Abstract
The number of kidney transplantations performed in Japan is small, whereas the number of hemodialysis patients is approximately 140, 000, a quarter of the total of hemodialyzed patients in the world. These results reflect ethical questions raised by transplantation and are largely due to reservations that the Japanese people have toward kidney transplantation.
While hemodialysis therapy has made excellent progress in recent years, chronic renal failure therapy must be reevaluated. Lewis Thomas suggested that hemodialysis and transplantation therapies are only halfway developed as technologies because of the huge cost and efforts involved. The purpose of chronic renal failure therapy must therefore be evaluated with the cooperation of the patients concerned.
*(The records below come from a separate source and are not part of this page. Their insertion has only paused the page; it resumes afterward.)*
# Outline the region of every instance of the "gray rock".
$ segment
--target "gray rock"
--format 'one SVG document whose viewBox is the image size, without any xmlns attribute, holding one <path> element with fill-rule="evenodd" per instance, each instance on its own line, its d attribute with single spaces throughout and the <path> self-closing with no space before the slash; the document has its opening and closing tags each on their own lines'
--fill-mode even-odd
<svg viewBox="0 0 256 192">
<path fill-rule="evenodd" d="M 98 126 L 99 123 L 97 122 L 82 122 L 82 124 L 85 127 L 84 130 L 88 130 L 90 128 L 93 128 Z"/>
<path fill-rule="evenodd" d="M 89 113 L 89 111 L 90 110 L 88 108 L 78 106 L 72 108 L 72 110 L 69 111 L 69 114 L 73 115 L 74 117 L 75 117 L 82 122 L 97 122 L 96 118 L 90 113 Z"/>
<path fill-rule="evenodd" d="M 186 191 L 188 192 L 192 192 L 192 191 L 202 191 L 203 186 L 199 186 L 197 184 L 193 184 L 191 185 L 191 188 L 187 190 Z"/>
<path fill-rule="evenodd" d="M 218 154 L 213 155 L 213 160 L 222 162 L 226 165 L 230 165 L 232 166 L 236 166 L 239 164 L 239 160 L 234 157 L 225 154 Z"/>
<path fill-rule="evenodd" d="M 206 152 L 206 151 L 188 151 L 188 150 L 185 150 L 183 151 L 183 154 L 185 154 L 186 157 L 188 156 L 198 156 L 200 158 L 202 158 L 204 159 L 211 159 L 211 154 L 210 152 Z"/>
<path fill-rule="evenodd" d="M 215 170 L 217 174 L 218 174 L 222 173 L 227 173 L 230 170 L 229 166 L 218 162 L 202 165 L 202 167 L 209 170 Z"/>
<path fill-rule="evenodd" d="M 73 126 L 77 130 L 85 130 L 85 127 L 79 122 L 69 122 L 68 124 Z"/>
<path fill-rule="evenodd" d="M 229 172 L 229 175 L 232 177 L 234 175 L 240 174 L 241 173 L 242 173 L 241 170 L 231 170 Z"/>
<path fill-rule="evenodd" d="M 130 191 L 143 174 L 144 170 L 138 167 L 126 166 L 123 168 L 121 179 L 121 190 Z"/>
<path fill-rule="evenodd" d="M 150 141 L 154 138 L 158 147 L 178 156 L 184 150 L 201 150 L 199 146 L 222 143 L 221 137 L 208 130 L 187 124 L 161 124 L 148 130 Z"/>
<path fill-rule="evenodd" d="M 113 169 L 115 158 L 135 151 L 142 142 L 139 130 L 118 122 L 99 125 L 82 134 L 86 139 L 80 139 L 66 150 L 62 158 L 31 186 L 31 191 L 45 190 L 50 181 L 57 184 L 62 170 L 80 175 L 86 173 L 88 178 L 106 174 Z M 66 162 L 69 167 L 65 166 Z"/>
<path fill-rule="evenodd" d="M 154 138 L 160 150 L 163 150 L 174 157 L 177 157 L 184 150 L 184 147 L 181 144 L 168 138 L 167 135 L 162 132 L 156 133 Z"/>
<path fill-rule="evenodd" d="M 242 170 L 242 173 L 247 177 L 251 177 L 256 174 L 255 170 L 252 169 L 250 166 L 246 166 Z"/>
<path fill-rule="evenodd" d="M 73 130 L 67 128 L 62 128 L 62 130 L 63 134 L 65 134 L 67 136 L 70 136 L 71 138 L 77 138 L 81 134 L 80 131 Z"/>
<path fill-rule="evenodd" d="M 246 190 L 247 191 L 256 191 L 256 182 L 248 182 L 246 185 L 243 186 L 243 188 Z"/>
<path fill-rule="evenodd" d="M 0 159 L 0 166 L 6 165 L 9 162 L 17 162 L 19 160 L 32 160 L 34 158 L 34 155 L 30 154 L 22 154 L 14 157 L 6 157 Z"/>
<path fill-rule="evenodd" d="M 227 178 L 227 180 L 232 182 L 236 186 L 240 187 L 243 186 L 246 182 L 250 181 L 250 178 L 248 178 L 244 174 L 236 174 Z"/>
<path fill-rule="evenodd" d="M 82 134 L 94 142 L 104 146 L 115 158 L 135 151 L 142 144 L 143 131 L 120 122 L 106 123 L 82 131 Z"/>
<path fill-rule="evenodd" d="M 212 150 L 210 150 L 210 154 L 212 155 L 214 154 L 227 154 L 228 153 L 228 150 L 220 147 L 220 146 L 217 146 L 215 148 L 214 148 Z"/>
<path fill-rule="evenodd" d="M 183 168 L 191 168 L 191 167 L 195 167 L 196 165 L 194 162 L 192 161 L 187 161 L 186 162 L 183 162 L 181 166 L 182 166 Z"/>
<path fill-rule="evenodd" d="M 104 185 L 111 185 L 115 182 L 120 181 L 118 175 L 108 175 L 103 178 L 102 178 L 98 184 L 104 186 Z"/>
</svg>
It should be made possible for all chronic renal failure patients to freely choose their own therapy.
We made a survey of the opinions of hemodialysis patients relating to their choice of therapy. The results indicated that hemodialysis patients did not understand kidney transplantation. They thought, for example, that transplantation therapy was riskier than hemodialysis therapy, and that kidney transplantation would only be beneficial if there was chronic renal failure in the near future.
We concluded, as a result of the survey, that we must provide more adequate information concerning kidney transplantation, hemodialysis and CAPD, to chronic renal failure patients in the future. That is the only way to ensure expansion of kidney transplantation therapy in Japan.